Crews have removed 100 truckloads of rock and debris from the area and there is more to go.

BOULDER COUNTY, Colo. — Colorado Highway 7 will remain closed from Lyons to Allenspark at least through Friday as cleanup from a rockslide continues.

The highway has been closed since last Wednesday because of a rockslide about eight miles east of Allenspark.

Colorado Department of Transportation (CDOT) said its crews spent the weekend pulling down loose rock from the highway's rock slide wall and blasting boulders the size of fire trucks.

CDOT said the highway is closed at mile point 23 between Spruce Drive and Old St. Vrain Road, just past where the Peak to Peak Highway meets Highway 7.

Crews have removed 100 truck loads of rock and debris from the area and there is more to go, CDOT said. On Tuesday, crews will blast some of the larger boulders, described as the size of garbage trucks and one the size of a fire engine, so they can be hauled from the site as well.

“We realize the inconvenience this has caused for the residents of the canyon,” said Regional Transportation Director Heather Paddock. “But this slide has loosened a lot more rock in this area and we need to get all of that down so it is safe for the traveling public when we reopen.

“One of the hardest parts for residents is planning for the longer detours with their regular commutes, so we wanted to give this Friday as our best estimate for when the road will be open, knowing that we have a few days of rain in the forecast this week as well,” Paddock added. 

The cause of the slide is likely from the rainy weather pattern this spring.
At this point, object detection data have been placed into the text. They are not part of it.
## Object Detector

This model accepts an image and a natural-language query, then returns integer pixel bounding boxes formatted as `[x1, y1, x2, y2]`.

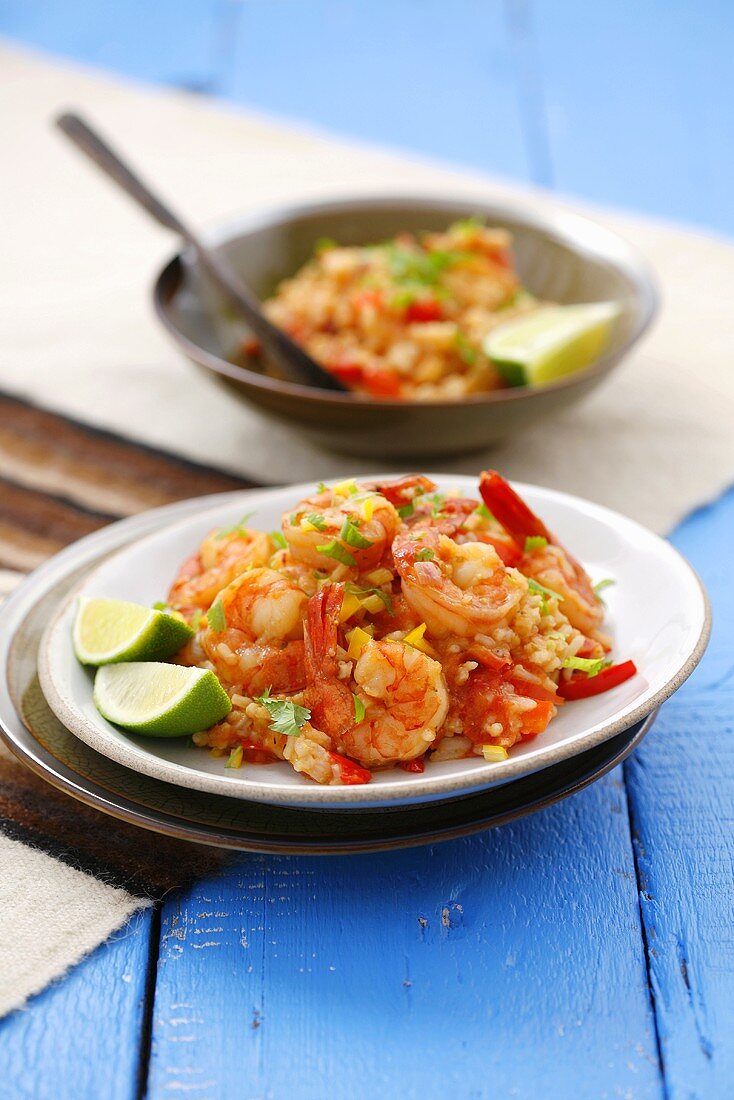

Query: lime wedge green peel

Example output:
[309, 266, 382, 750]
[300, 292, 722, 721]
[74, 598, 194, 664]
[94, 661, 232, 737]
[484, 301, 622, 386]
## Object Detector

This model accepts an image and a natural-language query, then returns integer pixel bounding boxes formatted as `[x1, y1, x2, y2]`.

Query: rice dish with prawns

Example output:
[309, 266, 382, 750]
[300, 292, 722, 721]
[161, 471, 636, 784]
[250, 219, 544, 402]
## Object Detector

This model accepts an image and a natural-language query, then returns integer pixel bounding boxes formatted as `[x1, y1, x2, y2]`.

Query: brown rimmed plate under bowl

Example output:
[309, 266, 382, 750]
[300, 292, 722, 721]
[0, 554, 656, 855]
[153, 196, 657, 460]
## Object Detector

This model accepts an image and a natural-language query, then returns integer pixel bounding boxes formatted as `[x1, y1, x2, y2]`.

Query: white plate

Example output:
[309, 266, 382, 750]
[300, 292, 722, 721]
[39, 474, 710, 809]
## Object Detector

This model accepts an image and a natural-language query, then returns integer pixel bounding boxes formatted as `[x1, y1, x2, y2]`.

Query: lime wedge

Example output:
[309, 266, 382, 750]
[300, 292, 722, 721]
[74, 597, 194, 664]
[484, 301, 622, 386]
[94, 661, 232, 737]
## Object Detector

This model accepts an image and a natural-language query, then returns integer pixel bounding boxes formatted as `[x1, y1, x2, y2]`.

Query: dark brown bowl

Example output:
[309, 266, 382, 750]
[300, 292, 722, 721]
[153, 197, 657, 459]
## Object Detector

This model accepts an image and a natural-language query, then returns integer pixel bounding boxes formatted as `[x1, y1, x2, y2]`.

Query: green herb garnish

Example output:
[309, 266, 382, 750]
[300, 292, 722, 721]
[527, 576, 563, 615]
[339, 516, 372, 550]
[224, 745, 244, 768]
[562, 657, 612, 677]
[316, 539, 357, 565]
[207, 596, 227, 634]
[256, 688, 311, 737]
[352, 695, 364, 725]
[344, 581, 394, 615]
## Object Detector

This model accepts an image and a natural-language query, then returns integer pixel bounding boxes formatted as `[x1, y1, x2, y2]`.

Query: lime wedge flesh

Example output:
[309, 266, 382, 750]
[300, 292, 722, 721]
[74, 598, 194, 664]
[484, 301, 622, 386]
[94, 661, 232, 737]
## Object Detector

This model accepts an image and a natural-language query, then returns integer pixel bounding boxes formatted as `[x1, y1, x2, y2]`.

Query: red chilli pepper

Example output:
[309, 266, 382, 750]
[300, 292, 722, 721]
[558, 661, 637, 700]
[329, 752, 372, 787]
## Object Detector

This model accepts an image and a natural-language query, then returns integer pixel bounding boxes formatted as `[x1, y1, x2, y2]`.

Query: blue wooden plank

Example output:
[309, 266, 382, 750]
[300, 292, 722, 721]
[149, 773, 661, 1100]
[0, 0, 529, 178]
[528, 0, 734, 233]
[0, 0, 222, 91]
[0, 910, 157, 1100]
[626, 492, 734, 1100]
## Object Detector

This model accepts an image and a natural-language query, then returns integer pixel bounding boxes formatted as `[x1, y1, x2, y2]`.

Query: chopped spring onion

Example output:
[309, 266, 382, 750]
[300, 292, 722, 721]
[352, 695, 364, 725]
[316, 539, 357, 565]
[207, 596, 227, 634]
[346, 578, 393, 615]
[482, 745, 510, 763]
[258, 688, 311, 737]
[525, 535, 548, 553]
[562, 657, 612, 677]
[224, 745, 244, 768]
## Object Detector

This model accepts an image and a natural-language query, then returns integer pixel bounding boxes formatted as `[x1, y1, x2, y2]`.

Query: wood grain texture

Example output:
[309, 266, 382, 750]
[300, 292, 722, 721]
[625, 493, 734, 1100]
[149, 773, 661, 1100]
[0, 910, 153, 1100]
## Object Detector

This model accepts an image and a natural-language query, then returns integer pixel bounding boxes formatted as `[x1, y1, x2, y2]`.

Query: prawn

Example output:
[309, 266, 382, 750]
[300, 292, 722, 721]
[198, 568, 308, 695]
[480, 470, 609, 648]
[283, 482, 401, 573]
[393, 528, 527, 638]
[167, 527, 273, 618]
[305, 584, 449, 768]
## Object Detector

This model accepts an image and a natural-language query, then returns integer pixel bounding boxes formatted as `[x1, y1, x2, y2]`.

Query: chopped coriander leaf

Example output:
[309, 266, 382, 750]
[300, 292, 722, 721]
[339, 516, 372, 550]
[344, 581, 394, 615]
[306, 512, 327, 531]
[314, 237, 339, 256]
[562, 657, 612, 677]
[215, 512, 254, 539]
[256, 688, 311, 737]
[316, 539, 357, 565]
[207, 596, 227, 634]
[454, 329, 478, 366]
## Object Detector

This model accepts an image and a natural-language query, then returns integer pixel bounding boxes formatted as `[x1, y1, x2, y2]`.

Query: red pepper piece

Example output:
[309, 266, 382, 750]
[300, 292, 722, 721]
[558, 661, 637, 700]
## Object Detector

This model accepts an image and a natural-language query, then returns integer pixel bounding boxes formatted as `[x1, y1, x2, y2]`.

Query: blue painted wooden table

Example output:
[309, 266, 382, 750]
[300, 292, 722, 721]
[0, 0, 734, 1100]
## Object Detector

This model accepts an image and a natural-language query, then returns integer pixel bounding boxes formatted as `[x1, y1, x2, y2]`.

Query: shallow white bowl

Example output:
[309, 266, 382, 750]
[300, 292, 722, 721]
[39, 474, 710, 809]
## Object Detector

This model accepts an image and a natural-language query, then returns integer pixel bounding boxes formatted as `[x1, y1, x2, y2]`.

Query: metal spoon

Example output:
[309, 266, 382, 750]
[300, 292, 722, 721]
[56, 112, 346, 391]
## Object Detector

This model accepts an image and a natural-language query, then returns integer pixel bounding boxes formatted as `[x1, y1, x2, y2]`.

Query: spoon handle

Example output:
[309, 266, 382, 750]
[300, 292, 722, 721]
[56, 111, 346, 391]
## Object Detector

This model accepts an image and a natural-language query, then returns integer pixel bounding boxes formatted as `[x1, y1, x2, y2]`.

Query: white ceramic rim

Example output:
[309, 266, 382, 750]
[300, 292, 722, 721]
[39, 473, 711, 810]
That area has not seen as much rain as the lower Front Range metro areas, but the precipitation has still been well above average since May 10.

Credit: Tori Johns

“It’s been overload. I mean, the river is definitely high," said local resident Tori Johns-Ryan. "That makes us nervous in itself.”

Johns-Ryan said with rainy weather patterns, her first concern is for flash flooding, but rockslides are also always top of mind. She lives right next to the slide with her husband Tyler in the Raymond area off Spruce Drive. He was stopped by the rockslide on his way to work in Longmont on Wednesday.

He texted her a photo of the rocks long before the road was closed down. He may have missed being involved in the rockslide by a matter of minutes.

“It’s terrifying to me," she said. "I mean, that could have been him. He could have got impaled underneath all that, and he wouldn’t have survived.”

CDOT said they maintain roadways over 35 mountain passes and have previously identified high-risk rock walls, including several on Colorado Highway 7. This spot was not one of them.

That part of Colorado Highway 7 was just rebuilt last May after it was destroyed by flood in September 2013.

> WATCH: Sky9 video shows rockslide on Highway 7

Johns-Ryan said she thought there would be more improvements to rockslide protection along the road along with all the improvements to the highway. 

"I would like to see it handled in a way that makes it safe for everybody, not just the locals but all the tourists as well," she said. “So, I mean it’s the whole canyon in all honesty, it really is, that needs to be looked at. It worries me. It really does.”

Now residents who use Colorado Highway 7 on a regular basis will have to go back to using alternate routes again, like they did during the reconstruction from flood damage. Johns-Ryan said that adds about one hour to the daily commute.